Neuroanatomical patterns of Fos-like immunoreactivity induced by naltrexone in food-restricted and ad libitum fed rats

Abstract

Chronic food restriction produces a variety of adaptive changes in physiology and behavior aimed at the preservation of energy homeostasis. The brain opioid system may be involved in the adaptation to food restriction since regional levels of opioid peptides, precursor mRNA, and receptor binding have previously been observed. In the present study, c-Fos immunohistochemistry was used to localize cells that are released from opioid-mediated inhibition by naltrexone under conditions of food restriction and ad libitum feeding. In the majority of hypothalamic and forebrain areas examined, Fos-like immunoreactivity (FLI) was higher in food-restricted rats regardless of injection treatment.
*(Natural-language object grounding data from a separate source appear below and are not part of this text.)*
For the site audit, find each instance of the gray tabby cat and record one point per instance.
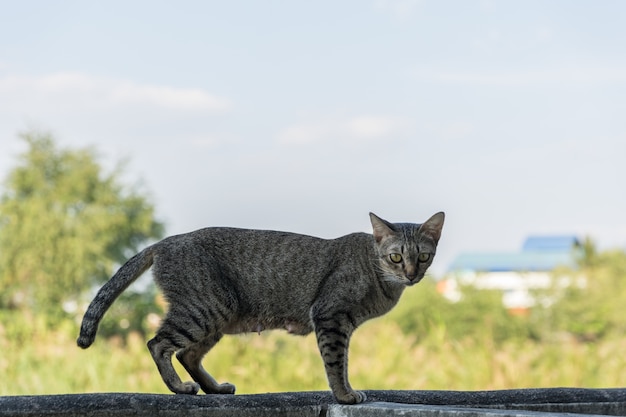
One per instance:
(221, 281)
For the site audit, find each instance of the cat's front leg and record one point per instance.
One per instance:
(333, 338)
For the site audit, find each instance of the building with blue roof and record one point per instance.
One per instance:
(516, 274)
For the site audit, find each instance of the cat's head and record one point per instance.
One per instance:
(406, 250)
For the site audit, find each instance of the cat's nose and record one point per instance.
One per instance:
(410, 272)
(410, 275)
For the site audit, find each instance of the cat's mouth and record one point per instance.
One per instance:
(410, 282)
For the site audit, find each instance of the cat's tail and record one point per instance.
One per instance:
(128, 273)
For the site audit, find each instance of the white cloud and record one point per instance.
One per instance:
(354, 129)
(70, 89)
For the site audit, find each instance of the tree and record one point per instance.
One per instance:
(64, 225)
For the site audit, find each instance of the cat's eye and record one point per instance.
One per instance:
(396, 258)
(423, 257)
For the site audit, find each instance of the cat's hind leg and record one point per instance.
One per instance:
(161, 349)
(191, 358)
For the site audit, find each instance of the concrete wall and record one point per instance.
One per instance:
(530, 402)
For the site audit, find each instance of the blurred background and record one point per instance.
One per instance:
(123, 122)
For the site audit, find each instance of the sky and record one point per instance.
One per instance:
(305, 116)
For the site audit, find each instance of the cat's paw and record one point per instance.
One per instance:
(351, 397)
(226, 388)
(188, 388)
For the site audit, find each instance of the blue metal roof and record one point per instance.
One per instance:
(550, 243)
(538, 254)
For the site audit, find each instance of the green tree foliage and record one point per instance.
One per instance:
(64, 225)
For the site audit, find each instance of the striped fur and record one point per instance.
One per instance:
(221, 281)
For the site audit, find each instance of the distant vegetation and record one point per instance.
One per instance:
(65, 224)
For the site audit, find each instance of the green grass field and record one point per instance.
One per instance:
(381, 357)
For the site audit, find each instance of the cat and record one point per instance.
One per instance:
(221, 281)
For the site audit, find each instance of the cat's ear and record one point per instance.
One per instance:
(382, 228)
(433, 226)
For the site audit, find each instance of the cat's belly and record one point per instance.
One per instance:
(257, 326)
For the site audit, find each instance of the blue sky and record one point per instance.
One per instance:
(305, 116)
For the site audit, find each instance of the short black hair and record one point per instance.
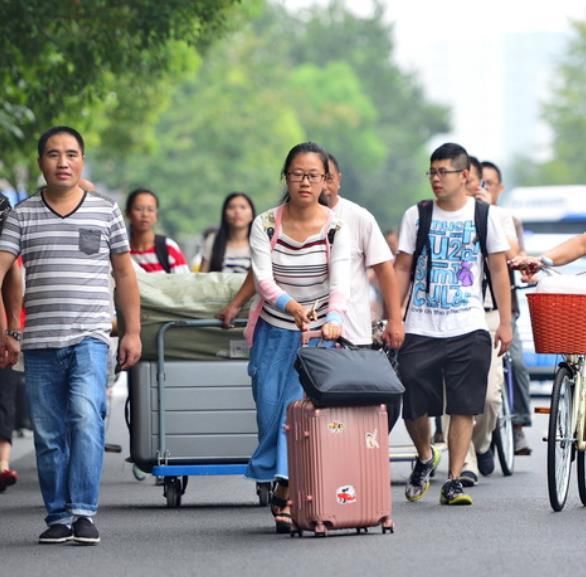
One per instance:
(131, 198)
(454, 152)
(489, 164)
(59, 130)
(305, 148)
(334, 161)
(474, 162)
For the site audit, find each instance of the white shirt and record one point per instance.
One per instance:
(368, 248)
(454, 303)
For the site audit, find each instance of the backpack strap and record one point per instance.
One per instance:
(162, 252)
(481, 209)
(425, 210)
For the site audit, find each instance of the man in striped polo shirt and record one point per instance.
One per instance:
(71, 241)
This may reflect the persistent stress of underfeeding or the synchronizing effect of afternoon feeding on spontaneous c- fos mRNA expression in food-restricted rats. In two brain regions, bed nucleus of the stria terminalis (BNST) and central amygdala (CEA), naltrexone increased FLI in ad libitum fed rats, exclusively. This result suggests the presence of tonic opioid secretion under basal conditions that is suppressed by food restriction. Interestingly, work in other laboratories indicates that anorectic agents consistently increase FLI in BNST and CEA. In three brain regions – lateral (LH), dorsomedial (DMH) and arcuate hypothalamus (ARC) – naltrexone increased FLI in food-restricted rats, exclusively. This result suggests the presence of opioid secretion that is unique to the state of food restriction. The hypothalamic pattern of FLI is discussed in terms of NPY–opioid interactions that result from the ARC response to changes in circulating insulin, corticosterone and leptin levels during food restriction.